Falls von uns außergerichtlich keine Einigung mit der Versicherung erzielt werden kann, übernehmen wir gerne die Prozessvertretung mit dem Ziel der gerichtlichen Durchsetzung von versicherungsrechtlichen Ansprüchen. Außerdem befassen wir uns mit der Durchsetzung von Schadensersatzansprüchen gegenüber Versicherungsmaklern. Vielen Versicherten ist gar nicht bekannt, wie weitreichend die Haftung von Versicherungsmaklern ist. Nach der Rechtsprechung des Bundesgerichtshofs ist ein Versicherungsmakler seinen Kunden gegenüber durch einen Geschäftsbesorgungsvertrag verbunden, der ihn – anders als den Zivilmakler – zu einer umfassenden Tätigkeit verpflichtet.

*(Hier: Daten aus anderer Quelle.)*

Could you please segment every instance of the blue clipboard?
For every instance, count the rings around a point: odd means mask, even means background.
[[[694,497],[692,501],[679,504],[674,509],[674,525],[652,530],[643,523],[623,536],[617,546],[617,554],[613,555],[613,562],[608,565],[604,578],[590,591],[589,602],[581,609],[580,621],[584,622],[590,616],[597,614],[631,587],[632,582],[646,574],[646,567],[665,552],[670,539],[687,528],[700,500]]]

Der Versicherungsmakler hat den objektiv notwendigen Versicherungsbedarf durch eingehende Risikoanalyse zu ermitteln, einen geeigneten Versicherer auszuwählen und alsbald die notwendige – gegebenenfalls vorläufige – Deckung zu möglichst günstigen Konditionen herbeizuführen. Im Rahmen der sich daran anschließenden laufenden Betreuung des Versicherungsverhältnisses hat der Versicherungsmakler das versicherte Risiko zu überwachen, im Falle von Risikoveränderungen den Versicherungsnehmer hierauf ungefragt hinzuweisen und auf eine Anpassung hinzuwirken. Insgesamt ist der Versicherungsmakler also zur fortlaufenden und ständigen Betreuung des Versicherungsnehmers verpflichtet. Er muss umgehend und unaufgefordert prüfen, ob der bestehende Vertrag den Bedürfnissen des Kunden noch entspricht.

Etwaigen Veränderungen des versicherten Risikos muss er durch entsprechende Beratung Rechnung tragen. Im Sinne einer Zusammenfassung dieser Pflichten hat der Bundesgerichtshof den Versicherungsmakler zu Recht als „treuhändereschen Sachwalter“ des Versicherungsnehmers bezeichnet. Oft lehnen Versicherungen eine Versicherungsleistung aus Gründen ab, die letzten Endes der Versicherungsmakler aufgrund von Pflichtverletzungen zu vertreten hat. In solchen Fällen kann sich der Versicherte schadlos halten, indem er den Versicherungsmakler in Haftung nimmt. Die Regulierung des Schadens erfolgt dann regelmäßig über dessen Versicherung.